The station personnel looked at each other in dismay. Obvious — yet none of them had thought of it! A mind-destroying logic-chain that wiped out the peeping tom, wherever and whenever he might be. The most direct and realistic answer to snooping.

Borland waited for the babel of translation and discussion to die away. The men who had studied him with veiled contempt showed respect now, and the Russian had stopped smiling. “Now, comrades, suppose we forget about preconceptions and tackle the main problem.

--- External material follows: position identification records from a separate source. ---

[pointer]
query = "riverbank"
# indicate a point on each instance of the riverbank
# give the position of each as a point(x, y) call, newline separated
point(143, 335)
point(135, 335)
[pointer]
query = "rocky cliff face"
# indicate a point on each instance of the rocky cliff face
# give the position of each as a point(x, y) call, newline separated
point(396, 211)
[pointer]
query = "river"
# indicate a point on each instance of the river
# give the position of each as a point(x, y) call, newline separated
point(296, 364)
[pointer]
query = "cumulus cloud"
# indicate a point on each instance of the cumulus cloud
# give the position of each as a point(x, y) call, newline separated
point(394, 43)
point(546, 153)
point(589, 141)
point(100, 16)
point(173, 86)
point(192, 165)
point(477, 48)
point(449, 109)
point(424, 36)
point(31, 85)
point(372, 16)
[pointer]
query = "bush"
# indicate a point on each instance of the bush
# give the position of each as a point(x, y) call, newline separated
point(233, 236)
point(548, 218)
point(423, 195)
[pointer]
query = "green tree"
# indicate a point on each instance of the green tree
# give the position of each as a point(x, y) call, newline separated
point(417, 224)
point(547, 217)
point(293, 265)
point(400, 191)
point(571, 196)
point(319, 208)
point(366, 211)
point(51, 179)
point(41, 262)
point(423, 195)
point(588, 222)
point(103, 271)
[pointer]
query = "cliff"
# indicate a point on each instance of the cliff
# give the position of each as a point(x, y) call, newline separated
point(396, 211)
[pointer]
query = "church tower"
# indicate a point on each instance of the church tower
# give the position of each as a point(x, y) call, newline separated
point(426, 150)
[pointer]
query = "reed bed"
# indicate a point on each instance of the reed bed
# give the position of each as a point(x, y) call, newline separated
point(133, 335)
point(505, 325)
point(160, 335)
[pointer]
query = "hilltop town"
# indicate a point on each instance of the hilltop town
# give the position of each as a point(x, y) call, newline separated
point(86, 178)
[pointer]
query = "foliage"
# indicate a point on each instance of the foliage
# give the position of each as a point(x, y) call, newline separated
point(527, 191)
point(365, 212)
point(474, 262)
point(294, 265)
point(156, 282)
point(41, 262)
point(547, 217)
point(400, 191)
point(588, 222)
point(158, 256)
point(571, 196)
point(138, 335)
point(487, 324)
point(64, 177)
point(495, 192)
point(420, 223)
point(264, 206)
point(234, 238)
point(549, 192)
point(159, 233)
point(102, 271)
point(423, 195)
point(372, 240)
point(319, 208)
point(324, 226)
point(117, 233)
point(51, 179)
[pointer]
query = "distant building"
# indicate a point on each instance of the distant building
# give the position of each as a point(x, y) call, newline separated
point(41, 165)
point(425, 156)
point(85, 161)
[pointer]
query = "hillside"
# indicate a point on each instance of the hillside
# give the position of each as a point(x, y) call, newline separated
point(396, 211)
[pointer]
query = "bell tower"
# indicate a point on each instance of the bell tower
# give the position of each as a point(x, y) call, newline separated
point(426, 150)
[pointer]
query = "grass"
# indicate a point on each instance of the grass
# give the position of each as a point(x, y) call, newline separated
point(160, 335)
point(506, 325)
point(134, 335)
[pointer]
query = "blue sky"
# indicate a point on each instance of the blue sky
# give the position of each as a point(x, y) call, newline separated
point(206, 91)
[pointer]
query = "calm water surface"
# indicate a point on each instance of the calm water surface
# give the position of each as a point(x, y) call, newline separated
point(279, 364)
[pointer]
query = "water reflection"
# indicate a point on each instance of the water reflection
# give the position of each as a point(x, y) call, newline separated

I know most of your governments better than you do — yes, even yours, Ivan — because that is my profession. Politics. I also know something of human nature — the reality, not the theory — and thereby it figures I know something too of alien nature. You’re in trouble here, and so am I in certain respects you wouldn’t care about. Why don’t we forget our differences, pool our resources, and find out what we can come up with? Maybe we can help each other a little.”

Men looked at each other over the renewed murmur of the translations. Tentative smiles broke out. “Maybe we can, Senator,” Brad allowed.

Borland spoke to his helper. “Go hold a preliminary press conference, kid. Tell ’em what the Senator means to do — but stay well clear of the facts. Irritate ’em if they get nosy. You know the routine.” The flunky left without a word.

“Li’l wonder, ain’t he?” Borland remarked. “Took me years to find a foil like that. Now where’s this tape?”

“Tape?”

“Lad, my reconnaissance is not that clumsy. The recording you have of the destroyer. The one that clouds men’s minds, ha-ha-ha. The Shadow knows.”

“It isn’t a tape, or even a recording,” Brad said. “We can’t record it — at least, what we take down doesn’t have the effect. The — meaning doesn’t register.”

“But you can pipe it in here live, right? No sense inspecting a dead virus. We want to know what makes it kick. It only comes in on one station, right? And it’s continuous; you can tune it in any time?”

“One segment of the macroscopic band, yes. The center segment, where reception is strongest. The one we could use most effectively — if we could only tune the destroyer out.”